Mutfağa girdi, yiyecek bir şeyler hazırladı. Masayı donattı, bulduğu ne varsa koydu. Ekmekleri kızartıp sofraya oturdu. Yemeye başladı ki kapı çaldı. Zeynep hiç duymamış gibi umursamadı. Hiçbir zaman umursamıyordu zaten.
Babası kahve fincanını sehpaya bırakıp oturduğu berjerden kalkıp kapıyı açmaya gitti. Kapıda Selin vardı. Babası Zeynep'in mutfakta olduğunu söyledi. Selin içeri girip montunu portmantoya astı. Ve Ömer Beye:
-Nasıl yani Ömer amca? Doğru mu duydum ben? Mutfakta dedin değil mi?
-Evet mutfakta. Bende şaşkınım açıkçası. Düzeliyor sanırım. Bugün odasında baygın bulduk, doktor önemli bir şeyi yok dedi. Neyse hadi git yanına sen.
-Tamam Ömer amca gidiyorum.
Koşa koşa gitti mutfağa. Yüzünde kocaman bir gülümsemeyle Zeynep'e merhaba dedi. Zeynep öyle iştahlı yiyordu ki Selin onun o halini ve o masayı görünce kocaman gülümsemesi gitti yerine kocaman bir şaşkınlık ifadesi geldi. Zeynep kapının önünde dikilip masaya baka kalan Selin'e seslendi ağzı dolu bir şekilde:
-Gelsene Selin ne bakıp duruyorsun öyle? Sanki ilk kez görüyosun.
Selin yavaş adımlarla Zeynep'e doğru yürüdü ve yanındaki sandalyeye oturdu. Şaşkın bakışlarla birlikte ona döndü ve:
-Evet ilk defa görüyorum, son bir yıldır senin bu iştahla bu masada yemek yediğini ilk defa görüyorum.
Zeynep hiç aldırmadan "Ne diyorsun sen ya dalga mı geçiyorsun benle?" diyerek kahkaha attı. Selin'in şaşkınlığı ikiye katlandı. Çünkü böyle güldüğüne de ilk kez şahit oluyordu.
-Ne dalgası kızım, doğru söylüyorum. Sen hiç böyle yemezdin hatta zorla yedirmesek hiç yemiyordun. Ve böyle kahkaha attığını bir yıldan sonra ilk kez duyuyorum.
Zeynep yutkundu, elindeki ekmeği masaya bırakarak Selin'e döndü. Dediklerini anlamaya çalışıyordu.
-Ne diyorsun sen Selin? Ben her gün bu masada yemek yerim ve hep böyle gülerim bunu en iyi sen bilirsin. Bu dediklerini anlayamıyorum.
Selin üzgün bir şekilde bakarak söze girdi:
-Sen anneni kaybettiğinden beri bu dediklerinin hiç birini yapmıyordun.
Zeynep'in o yeşil gözleri doldu. Annesinin öldüğü ne zaman aklına gelse, ne zaman biri hatırlatsa böyle olurdu. Gözleri dolar olduğu yerde donmuş gibi kalırdı bir süre. Gözyaşları yanaklarından aşağı aktı, bir an duraksadı sonra hüngür hüngür ağlayarak odasına koştu. Annesinin ona ördüğü battaniyeye sarılarak yatağına kıvrıldı.

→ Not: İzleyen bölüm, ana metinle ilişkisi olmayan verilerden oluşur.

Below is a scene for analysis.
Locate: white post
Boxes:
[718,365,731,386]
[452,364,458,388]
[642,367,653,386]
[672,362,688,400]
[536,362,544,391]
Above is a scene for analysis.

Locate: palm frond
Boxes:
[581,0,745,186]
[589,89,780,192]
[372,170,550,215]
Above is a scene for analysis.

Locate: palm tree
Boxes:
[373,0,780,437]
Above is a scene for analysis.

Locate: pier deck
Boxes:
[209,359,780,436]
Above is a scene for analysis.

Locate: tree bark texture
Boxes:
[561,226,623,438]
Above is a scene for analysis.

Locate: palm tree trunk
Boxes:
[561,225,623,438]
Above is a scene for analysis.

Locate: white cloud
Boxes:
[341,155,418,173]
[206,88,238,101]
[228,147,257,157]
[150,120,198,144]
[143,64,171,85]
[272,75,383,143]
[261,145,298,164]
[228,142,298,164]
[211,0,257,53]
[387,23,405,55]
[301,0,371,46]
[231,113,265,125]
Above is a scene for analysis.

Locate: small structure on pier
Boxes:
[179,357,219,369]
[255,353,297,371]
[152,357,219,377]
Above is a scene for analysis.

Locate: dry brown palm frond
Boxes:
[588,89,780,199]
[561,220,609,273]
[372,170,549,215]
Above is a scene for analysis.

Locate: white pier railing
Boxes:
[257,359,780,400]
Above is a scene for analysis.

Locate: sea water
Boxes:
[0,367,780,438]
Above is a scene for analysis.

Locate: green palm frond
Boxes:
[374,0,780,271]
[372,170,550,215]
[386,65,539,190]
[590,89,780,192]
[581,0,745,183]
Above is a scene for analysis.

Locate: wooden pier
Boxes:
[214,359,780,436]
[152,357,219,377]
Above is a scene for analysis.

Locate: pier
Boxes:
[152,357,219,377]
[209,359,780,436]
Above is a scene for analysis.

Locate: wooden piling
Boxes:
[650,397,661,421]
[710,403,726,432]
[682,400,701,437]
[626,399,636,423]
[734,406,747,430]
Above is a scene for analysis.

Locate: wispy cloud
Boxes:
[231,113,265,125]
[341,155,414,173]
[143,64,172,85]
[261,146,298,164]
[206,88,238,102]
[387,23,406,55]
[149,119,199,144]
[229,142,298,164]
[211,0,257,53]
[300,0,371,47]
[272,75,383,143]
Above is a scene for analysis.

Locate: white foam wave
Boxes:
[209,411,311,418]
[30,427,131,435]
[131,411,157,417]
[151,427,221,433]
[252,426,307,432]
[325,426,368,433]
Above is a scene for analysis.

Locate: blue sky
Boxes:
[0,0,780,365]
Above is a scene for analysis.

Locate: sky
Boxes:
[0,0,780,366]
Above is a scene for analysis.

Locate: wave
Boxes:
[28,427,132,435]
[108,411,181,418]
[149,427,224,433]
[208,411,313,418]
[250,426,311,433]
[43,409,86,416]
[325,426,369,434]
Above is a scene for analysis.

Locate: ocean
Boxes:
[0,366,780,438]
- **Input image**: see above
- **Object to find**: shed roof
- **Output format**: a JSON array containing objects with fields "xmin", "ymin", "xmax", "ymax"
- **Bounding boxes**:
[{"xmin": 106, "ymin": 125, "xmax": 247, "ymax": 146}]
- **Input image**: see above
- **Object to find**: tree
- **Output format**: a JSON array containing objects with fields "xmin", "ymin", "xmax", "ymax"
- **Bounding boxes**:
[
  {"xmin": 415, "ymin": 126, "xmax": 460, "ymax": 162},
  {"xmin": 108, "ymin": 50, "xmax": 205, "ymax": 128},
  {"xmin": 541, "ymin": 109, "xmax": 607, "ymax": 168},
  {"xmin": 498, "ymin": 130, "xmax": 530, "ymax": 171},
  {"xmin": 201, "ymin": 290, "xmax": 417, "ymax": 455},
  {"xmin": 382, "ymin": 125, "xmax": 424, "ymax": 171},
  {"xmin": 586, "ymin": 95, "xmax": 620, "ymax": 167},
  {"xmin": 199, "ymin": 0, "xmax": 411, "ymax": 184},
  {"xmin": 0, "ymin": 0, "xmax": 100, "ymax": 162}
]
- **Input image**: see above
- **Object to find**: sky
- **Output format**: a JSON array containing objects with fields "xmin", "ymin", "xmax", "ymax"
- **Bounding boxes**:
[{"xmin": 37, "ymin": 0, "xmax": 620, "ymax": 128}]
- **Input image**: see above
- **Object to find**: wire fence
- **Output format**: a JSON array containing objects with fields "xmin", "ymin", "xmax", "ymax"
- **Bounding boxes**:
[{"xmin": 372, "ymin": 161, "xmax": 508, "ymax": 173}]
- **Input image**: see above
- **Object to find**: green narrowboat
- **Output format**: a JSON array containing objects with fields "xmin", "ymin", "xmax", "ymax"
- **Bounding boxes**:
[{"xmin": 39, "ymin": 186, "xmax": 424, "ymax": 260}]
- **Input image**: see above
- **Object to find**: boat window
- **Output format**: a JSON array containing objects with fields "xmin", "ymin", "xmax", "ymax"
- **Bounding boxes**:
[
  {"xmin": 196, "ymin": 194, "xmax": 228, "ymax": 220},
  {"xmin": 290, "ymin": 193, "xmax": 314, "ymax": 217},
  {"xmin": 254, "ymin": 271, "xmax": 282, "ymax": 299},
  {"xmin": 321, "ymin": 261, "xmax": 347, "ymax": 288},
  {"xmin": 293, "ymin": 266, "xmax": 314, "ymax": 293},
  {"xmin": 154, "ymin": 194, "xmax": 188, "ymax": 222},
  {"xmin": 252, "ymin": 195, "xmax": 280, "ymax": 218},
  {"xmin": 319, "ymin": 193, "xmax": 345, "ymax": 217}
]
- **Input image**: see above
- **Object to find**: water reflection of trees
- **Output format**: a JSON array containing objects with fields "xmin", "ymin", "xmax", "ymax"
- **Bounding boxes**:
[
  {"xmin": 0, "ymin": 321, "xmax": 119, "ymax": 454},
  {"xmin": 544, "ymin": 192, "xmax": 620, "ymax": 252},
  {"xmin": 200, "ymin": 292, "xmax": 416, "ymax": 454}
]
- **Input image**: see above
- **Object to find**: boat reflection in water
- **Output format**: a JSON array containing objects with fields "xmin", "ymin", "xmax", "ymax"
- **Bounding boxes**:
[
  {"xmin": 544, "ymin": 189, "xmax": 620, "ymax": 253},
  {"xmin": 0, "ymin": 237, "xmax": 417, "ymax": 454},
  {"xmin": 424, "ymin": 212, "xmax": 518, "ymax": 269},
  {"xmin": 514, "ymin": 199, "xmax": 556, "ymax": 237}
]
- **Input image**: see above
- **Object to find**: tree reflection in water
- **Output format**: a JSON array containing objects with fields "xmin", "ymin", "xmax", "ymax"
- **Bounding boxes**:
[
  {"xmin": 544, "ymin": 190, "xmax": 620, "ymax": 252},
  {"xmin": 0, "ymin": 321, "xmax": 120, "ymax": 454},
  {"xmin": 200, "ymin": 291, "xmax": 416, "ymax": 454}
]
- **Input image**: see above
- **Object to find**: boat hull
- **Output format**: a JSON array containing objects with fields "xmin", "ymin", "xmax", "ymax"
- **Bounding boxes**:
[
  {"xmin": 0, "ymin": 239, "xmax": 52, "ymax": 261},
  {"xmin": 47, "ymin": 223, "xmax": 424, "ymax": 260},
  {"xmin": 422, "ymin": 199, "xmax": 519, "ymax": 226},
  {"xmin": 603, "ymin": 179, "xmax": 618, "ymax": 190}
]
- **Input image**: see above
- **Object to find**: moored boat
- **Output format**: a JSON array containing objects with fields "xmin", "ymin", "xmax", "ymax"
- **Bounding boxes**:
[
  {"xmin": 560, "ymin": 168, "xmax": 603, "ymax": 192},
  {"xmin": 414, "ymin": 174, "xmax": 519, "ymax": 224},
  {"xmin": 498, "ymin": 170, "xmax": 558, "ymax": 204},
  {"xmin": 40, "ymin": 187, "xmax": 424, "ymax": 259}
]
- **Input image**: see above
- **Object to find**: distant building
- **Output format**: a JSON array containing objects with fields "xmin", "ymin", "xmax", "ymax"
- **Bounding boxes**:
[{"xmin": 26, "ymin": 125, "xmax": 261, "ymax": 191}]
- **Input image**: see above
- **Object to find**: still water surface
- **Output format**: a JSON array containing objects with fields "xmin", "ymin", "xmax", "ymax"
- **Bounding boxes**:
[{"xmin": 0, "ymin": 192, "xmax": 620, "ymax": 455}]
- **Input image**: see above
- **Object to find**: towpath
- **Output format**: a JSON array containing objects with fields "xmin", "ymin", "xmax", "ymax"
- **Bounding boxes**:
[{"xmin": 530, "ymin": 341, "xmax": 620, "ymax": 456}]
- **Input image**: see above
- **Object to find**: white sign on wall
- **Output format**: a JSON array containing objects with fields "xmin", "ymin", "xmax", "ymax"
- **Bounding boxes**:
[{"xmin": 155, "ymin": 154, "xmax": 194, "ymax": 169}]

Selinde ardından koşa koşa yukarı çıktı. Zeynep'e ne söylemeliydi bilemiyordu , değişik duygular içerisindeydi uzun zaman sonra onun öyle güldüğünü yemek yediğini görünce gerçekten şaşırmıştı
"Zeynep zeynep"diye seslendi
"Git başımdan selin yalnız kalmak istiyorum beni anlayamazsın rahat bırak beni! "
Selin şaşkın bir şekilde odadan çıktı merdivenlerin başına kadar geldi ve orada kalakalmıştı.
Ansızın telefonundan mesaj sesi gelmişti elini cebine götürdü telefonu çıkarttı ve ekrana baktığında ise gözlerine inanamadı ..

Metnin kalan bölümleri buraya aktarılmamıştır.